Ozy makin bengong. “kok kamu bisa tahu banyak tentang dia?”
“karena dia kakakku!” kali ini oik tak bisa lagi menahan tawanya. “dengar ya....namaku, oik cahya ramadlani, dan aku biasa dipanggil oik. Sedangkan nama kakakku, oik cahrini ramadlani. Tapi ditempat praktek, dia lebih dikenal sebagai dokter rini. Tepatnya, dokter rini yang cantik. Kak agus, suaminya dia tuh, sering cemburu lho! Kak rini itu ngetop banget dikalangan pasien pasien cowok....hahaha” oik terbahak penuh kemenangan
“eh, kamu nggak usah patah hati gitu dong, zy. Ada adiknya nih yang masih jomblo. Aku juga nggak kalah cantiknya dibanding dia?” imbuh oik disela tawanya.

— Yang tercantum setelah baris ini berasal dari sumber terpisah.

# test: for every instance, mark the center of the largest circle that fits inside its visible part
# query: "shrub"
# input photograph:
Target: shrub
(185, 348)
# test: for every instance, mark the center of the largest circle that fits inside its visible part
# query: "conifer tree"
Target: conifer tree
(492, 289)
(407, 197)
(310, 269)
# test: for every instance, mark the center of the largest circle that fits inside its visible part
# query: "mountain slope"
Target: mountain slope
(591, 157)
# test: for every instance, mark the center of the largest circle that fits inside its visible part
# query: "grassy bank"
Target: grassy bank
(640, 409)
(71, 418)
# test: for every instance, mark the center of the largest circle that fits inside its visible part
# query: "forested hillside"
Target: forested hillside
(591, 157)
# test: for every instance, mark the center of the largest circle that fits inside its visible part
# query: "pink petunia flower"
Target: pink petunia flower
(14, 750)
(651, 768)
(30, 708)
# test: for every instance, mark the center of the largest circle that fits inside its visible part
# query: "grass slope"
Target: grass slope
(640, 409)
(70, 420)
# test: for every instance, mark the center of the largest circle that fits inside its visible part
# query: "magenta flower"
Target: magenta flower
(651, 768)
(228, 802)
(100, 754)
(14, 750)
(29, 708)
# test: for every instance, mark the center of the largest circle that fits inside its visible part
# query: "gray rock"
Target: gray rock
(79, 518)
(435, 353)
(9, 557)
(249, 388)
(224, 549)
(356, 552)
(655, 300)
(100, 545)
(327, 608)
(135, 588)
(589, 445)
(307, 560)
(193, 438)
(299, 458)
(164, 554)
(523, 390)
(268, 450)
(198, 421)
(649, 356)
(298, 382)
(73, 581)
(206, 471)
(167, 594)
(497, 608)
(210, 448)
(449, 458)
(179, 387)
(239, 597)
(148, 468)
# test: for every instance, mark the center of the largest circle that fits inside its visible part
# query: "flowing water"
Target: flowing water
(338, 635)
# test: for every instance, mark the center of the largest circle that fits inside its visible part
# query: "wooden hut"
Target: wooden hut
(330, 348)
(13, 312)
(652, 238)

Ternyata ray betul. Dokter rini sudah punya suami. Wajah ozy memerah. Ozy betul betul speechless. Bukan karena patah hati, tapi karena dampak kalimat oik yang terakhir itu, yang tiba tiba membuat debar hebat didadanya. Sampai sampai ia kehilangan kata kata.
Pantas saja oik begitu mirip dengan dokter rini. Ternyata mereka memang bersaudara. Ah, ah....dunia kok jadi terasa sempit, ya?
Desember sudah benar benar datang. Bulan yang hampir selalu basah ditemani hujan. Namu ozy tak lagi membenci kehadirannya. Mungkin karena sekarang ada sosok oik? Atau barangkali karena memang sekarang ozy sudah bisa menerima arti kehilangan, yang merupakan bagian dari sebuah perubahan.
Ternyata oik benar. Ia pernah bilang, meski terkadang perubahan itu tidak selalu membawa kebahagiaan, tapi kalau kita bisa menerimanya dengan ikhlas, pasti perubahan apapun yang datang tak akan terlalu sulit untuk dijalani.
Mungkin di desember ini merupakan sebuah langkah awal untuk ozy. Ia berjanji, mulai sekarang tak akan lagi membenci kehadirannya. Mungkin suatu saat, didingin dan basahnya desember, justru ia akan menemui sebuah lengkung pelangi yang membawa ceria dan kehangatan.